ピアース委員はポッドキャストのインタビューで、同法案について多くの要素を含む包括的な内容だとした上で、上下両院で議論が進んでいることを評価した。法案には、これまで不十分だった暗号資産の現物市場に対する連邦監督の枠組みを整備し、SECとCFTCの監督権限を整理する内容が盛り込まれている。
焦点の1つは、トークンが投資契約に当たるかどうかの判断基準を、より明確にする点だ。ピアース委員は、この枠組みが整えば、第三者によるツールの悪用があった場合でも、開発者の責任範囲を一定程度限定できる可能性があるとの認識を示した。
また、従来の執行偏重のアプローチは、業界を望ましくない方向に導いたと指摘した。一時的なプロジェクトを立ち上げるだけの主体が利益を得やすくなり、健全な参加者と詐欺的な勢力を見分けにくくしていたとの見方を示した。
その上で、足元は規制整備を進める好機だとし、長期的かつ実質的な価値を生み出す製品が必要だと強調した。
暗号資産技術の有用性としては、ネットワーク間での価値移転、高コストな仲介機能の縮小、スマートコントラクトを活用したバックオフィス業務の自動化を挙げた。さらに、トークン化証券については、担保の移転性向上や証券貸借の円滑化に加え、発行体が株主とウォレットを通じて直接つながる可能性にも言及した。
AIとの組み合わせにも触れ、今後はAIエージェントが暗号資産で取引を行うようになるとの見通しを示した。AI規制については、事前に細かく設計するよりも、まず実験を認め、被害が顕在化した段階で対応する考えを示した。一方で、企業がAIを利用したこと自体が、結果に対する責任の免除につながるわけではないとした。
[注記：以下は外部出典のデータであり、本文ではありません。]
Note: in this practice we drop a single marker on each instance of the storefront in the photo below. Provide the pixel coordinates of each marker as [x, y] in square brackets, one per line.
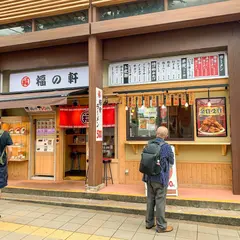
[188, 93]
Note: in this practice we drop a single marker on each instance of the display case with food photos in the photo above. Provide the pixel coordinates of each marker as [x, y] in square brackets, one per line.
[211, 117]
[18, 128]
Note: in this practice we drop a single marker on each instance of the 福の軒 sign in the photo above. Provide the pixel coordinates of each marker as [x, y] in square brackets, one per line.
[169, 69]
[49, 79]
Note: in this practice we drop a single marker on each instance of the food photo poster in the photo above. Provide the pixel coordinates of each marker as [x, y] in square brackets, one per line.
[211, 117]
同日公開されたインタビューでは、ポール・アトキンスSEC委員長も同様の方向性を打ち出した。ニューヨーク・エコノミッククラブでの講演後に応じたFox Newsのインタビューで、自由市場資本主義の重要性を強調し、より多くの米国民の市場参加や新規株式公開(IPO)の活性化に向けた改革を進める考えを明らかにした。
暗号資産政策については、米国を世界の暗号資産の中心地にする方針を明確にした。アトキンス委員長は、前政権がデジタル資産を本質的に疑わしいものとして扱ってきたと批判し、今後は米国の法体系の下でイノベーターが再び事業を展開できるよう方向転換を進めると述べた。
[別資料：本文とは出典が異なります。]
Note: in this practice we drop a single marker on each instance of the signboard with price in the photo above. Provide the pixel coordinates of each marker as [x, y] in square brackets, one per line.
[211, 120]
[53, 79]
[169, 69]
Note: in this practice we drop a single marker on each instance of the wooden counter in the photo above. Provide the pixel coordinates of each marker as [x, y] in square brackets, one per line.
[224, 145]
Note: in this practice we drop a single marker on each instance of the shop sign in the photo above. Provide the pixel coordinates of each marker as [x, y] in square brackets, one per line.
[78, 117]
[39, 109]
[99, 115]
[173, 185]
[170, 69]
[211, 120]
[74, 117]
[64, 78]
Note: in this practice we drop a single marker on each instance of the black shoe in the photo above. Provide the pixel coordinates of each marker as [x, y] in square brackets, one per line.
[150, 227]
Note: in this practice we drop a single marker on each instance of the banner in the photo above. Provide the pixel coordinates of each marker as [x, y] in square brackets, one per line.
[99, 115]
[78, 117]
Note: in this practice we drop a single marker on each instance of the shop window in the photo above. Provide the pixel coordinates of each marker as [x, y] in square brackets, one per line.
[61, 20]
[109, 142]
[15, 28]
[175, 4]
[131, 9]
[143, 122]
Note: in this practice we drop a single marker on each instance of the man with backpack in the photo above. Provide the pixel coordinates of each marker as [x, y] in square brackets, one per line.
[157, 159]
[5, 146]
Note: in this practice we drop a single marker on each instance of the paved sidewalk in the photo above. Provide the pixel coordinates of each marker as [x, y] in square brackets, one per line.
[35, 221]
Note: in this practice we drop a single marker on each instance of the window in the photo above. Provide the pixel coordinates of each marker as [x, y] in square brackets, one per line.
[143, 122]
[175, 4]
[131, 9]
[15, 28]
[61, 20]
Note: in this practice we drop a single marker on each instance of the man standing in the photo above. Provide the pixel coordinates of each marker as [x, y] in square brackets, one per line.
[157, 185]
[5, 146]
投資家が商品を自ら見極められる環境を整える考えも示した。7月4日に提供開始予定の「Trump Account」については、市場参加の裾野を広げる事例として紹介した。約600万人の子どもが登録しており、今後2年以内に生まれる子どもには1000ドルが入金され、雇用主や親、知人が追加で積み立てられると説明した。
同口座は個人退職勘定(IRA)に似た仕組みで、家庭内で市場との接点を持ちにくい子どもにも投資経験の入り口を提供するとの考えを示した。
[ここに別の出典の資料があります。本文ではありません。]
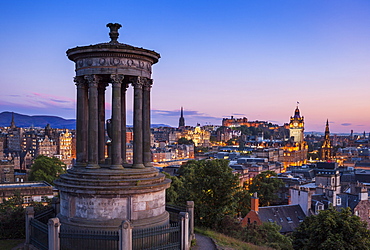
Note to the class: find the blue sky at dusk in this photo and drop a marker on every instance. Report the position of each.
(251, 59)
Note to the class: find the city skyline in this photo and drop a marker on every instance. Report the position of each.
(245, 59)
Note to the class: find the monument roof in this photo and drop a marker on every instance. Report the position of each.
(111, 47)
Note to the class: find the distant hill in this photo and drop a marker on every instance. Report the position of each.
(42, 120)
(36, 121)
今回の一連の発言は、米独立記念日と建国250周年を控える時期に出た。SEC幹部はいずれも、開かれた市場、投資家アクセスの拡大、デジタル資産に関する明確な法的枠組みの必要性を強調している。
今後の焦点は、上院でクラリティ法案の審議がどの程度の速さで進むか、そしてSECとCFTCの権限再編が実際の規制執行にどのような変化をもたらすかに移る。